It is widely recognized that climate conditions generally shape the current patterns of vegetation across the globe (e.g., Von Humboldt, 1805; Woodward & Williams, 1987). Climatic variables show larger heterogeneity at broad spatial scales, which indicates a stronger effect of climate on plant distributions as spatial scale increases. Moreover, climate has affected plant distributions over long evolutionary history by limiting plant dispersal within specific climate zones across the globe (Woodward et al., 2004) and by influencing their adaptation and speciation under climate change (Levin, 2019). Thus, plants’ responses to climate are more likely to be detected at higher taxonomic scales (e.g., family > species). Thus, relative effects of climate may increase with spatial and taxonomic scales.

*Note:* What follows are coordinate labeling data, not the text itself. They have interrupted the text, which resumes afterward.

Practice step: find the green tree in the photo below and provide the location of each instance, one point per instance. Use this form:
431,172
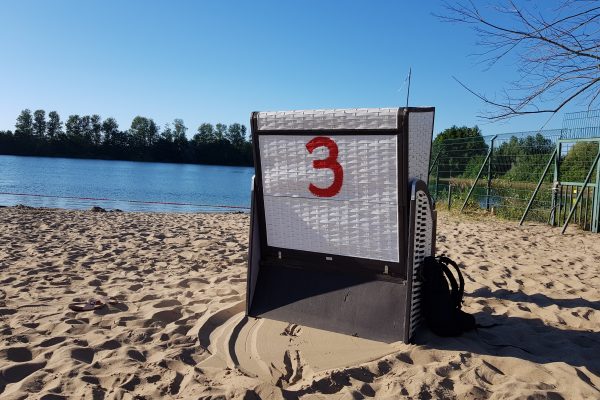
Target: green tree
39,123
236,135
576,164
73,126
167,133
24,125
206,134
143,131
96,129
87,134
54,126
220,132
522,159
457,146
179,137
110,129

Soil heterogeneity tends to occur at smaller spatial scales compared with climate (Weil & Brady, 2017), indicating that soil effects may happen at relatively fine spatial extents. Soil properties determine the nutrients and microbial activities that are important for plant growth and dispersal, usually at a small scale (Jamir et al., 2019; Martinez-Almoyna et al., 2020). These activities occurred within a relatively short period in the history of earth. Thus, soil variables are more likely to affect plant distributions at lower taxonomic levels. In general, we can hypothesize that soil effects increase with both decreasing spatial and taxonomic scales. However, studies on plant–soil relationships have typically focused on community scales, with less attention on large-scale patterns (Marage & Gégout, 2009; Ni & Vellend, 2024). Understanding how soil influences change with scale can contribute to predictions of large-scale species distribution and diversity patterns (Beauregard & de Blois, 2014).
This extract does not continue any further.